Getting Started — Getting Started • otel

This page is about instrumenting you R package or project for OpenTelemetry. If you want to start collecting OpenTelemetry data for instrumented packages, see Collecting Telemetry Data in the otelsdk package.

About OpenTelemetry

OpenTelemetry is an observability framework. OpenTelemetry is a collection of tools, APIs, and SDKs used to instrument, generate, collect, and export telemetry data such as metrics, logs, and traces, for analysis in order to understand your software’s performance and behavior.

For an introduction to OpenTelemetry, see the OpenTelemetry website docs.

The otel and otelsdk R packages

Use the otel package as a dependency if you want to instrument your R package or project for OpenTelemetry.

Use the otelsdk package to produce OpenTelemetry output from an R package or project that was instrumented with the otel package.

Complete Example

To instrument your package with otel, you need to do a couple of steps. In this section we show how to instrument the callr package.

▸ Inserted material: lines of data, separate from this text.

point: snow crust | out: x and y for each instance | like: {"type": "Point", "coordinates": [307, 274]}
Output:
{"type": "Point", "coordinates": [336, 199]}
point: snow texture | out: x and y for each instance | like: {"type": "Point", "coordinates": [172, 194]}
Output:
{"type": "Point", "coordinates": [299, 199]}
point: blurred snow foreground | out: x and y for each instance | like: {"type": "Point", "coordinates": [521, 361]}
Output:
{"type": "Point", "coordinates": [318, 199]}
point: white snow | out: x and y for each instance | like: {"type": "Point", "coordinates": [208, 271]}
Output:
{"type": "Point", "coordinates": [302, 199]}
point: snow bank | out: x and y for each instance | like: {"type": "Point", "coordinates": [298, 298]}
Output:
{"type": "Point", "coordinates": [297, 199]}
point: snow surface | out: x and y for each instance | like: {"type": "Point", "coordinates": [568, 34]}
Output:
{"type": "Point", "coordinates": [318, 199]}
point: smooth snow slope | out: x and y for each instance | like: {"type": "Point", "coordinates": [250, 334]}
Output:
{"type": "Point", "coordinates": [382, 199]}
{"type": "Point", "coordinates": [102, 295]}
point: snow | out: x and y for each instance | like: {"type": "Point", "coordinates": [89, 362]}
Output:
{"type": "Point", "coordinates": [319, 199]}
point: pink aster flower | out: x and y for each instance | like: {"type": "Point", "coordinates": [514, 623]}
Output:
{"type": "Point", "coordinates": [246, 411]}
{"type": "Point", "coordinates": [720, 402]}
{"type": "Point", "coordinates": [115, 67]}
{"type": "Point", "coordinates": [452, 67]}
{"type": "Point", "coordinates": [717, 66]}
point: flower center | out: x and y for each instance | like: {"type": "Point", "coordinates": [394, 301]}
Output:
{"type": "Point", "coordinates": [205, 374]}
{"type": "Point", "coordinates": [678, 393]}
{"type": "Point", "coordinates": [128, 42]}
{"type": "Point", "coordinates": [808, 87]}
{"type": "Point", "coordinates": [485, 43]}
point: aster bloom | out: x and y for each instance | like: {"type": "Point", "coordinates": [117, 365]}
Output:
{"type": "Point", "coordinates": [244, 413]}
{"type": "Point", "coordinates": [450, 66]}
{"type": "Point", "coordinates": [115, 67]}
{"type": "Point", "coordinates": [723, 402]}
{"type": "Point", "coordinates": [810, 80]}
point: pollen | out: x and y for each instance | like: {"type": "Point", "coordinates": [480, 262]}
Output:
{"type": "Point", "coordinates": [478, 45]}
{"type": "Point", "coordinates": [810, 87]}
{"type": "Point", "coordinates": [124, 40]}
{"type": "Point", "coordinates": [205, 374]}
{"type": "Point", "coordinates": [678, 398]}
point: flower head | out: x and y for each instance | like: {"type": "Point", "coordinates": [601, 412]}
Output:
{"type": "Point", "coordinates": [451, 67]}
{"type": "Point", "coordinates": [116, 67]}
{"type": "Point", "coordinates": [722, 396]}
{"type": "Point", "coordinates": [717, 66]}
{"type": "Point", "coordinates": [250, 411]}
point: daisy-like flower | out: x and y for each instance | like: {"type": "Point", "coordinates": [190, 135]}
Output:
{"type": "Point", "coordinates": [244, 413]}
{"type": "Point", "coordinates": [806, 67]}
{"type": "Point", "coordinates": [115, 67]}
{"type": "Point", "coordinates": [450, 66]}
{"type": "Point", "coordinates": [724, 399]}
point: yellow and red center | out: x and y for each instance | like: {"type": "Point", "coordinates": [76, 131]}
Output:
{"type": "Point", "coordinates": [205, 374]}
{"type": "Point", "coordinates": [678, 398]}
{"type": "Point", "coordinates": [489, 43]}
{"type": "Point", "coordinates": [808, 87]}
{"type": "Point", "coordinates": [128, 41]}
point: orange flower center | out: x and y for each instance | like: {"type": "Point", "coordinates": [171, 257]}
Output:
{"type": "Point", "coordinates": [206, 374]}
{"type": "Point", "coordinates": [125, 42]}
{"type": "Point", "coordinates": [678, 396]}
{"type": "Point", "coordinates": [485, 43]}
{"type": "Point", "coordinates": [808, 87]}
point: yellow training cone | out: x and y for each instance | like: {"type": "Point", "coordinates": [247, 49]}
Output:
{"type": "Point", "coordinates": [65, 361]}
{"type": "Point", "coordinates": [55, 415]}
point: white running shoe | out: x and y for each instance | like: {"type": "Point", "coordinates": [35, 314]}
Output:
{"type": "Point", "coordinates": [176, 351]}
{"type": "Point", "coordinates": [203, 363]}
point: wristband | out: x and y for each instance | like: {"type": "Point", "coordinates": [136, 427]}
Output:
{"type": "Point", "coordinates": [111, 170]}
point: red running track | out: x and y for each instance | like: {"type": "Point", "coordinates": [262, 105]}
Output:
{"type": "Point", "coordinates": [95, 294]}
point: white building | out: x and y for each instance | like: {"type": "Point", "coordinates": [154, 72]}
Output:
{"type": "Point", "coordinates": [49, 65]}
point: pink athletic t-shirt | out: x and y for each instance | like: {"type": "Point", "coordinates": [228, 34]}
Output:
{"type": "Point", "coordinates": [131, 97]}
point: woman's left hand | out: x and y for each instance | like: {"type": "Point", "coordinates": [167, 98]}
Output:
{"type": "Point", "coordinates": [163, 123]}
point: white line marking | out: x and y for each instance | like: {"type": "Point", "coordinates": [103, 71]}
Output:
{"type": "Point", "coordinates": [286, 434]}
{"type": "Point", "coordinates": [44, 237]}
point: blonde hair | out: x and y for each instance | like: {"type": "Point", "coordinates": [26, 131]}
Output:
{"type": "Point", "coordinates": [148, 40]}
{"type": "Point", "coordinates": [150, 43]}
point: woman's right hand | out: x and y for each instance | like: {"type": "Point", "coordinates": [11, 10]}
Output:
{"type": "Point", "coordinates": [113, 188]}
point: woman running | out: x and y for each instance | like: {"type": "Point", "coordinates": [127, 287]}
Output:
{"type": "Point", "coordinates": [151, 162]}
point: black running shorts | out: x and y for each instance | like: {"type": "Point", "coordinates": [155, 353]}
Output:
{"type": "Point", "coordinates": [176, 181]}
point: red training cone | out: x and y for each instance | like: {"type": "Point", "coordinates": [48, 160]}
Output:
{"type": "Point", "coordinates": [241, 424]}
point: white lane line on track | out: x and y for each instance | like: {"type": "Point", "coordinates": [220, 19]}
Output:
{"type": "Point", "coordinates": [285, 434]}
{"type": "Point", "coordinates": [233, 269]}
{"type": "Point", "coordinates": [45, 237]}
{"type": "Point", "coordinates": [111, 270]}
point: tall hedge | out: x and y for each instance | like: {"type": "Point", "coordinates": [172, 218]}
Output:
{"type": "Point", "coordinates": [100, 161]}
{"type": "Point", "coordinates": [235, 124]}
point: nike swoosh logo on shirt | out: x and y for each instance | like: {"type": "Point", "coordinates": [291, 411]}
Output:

Add the otel package as a dependency

The first step is to add the otel package as a dependency. otel is a very lightweight package, so may want to add it as a hard dependency. This has the advantage that you don't need to check if otel is installed every time you call an otel function. Add otel to the Imports section in DESCRIPTION:

Imports:
    otel

Alternatively, you may add otel as a soft dependency. Add otel to the Suggests section in DESCRIPTION:

Suggests:
    otel

If you add otel in Suggests, then it makes sense to create a helper function that checks if otel is installed and also that tracing is enabled for the caller. You can put this function in any R file, e.g. R/utils.R is a nice place for it:

is_otel_tracing <- function() {
  requireNamespace("otel", quietly = TRUE) && otel::is_tracing_enabled()
}

Choose a tracer name

Every package should have its own tracer with a name that is unique for the package. See default_tracer_name() for tips on choosing a good tracer name. Set the otel_tracer_name variable to the tracer name. No need to export this symbol. In callr, we'll add

otel_tracer_name <- "org.r-lib.callr"

to the R/callr-package.R file.

Create spans for selected functions

Select the functions you want to add tracing to. It is overkill to add tracing to small functions that are called lots of times. It makes sense to add spans to the main functions of the package.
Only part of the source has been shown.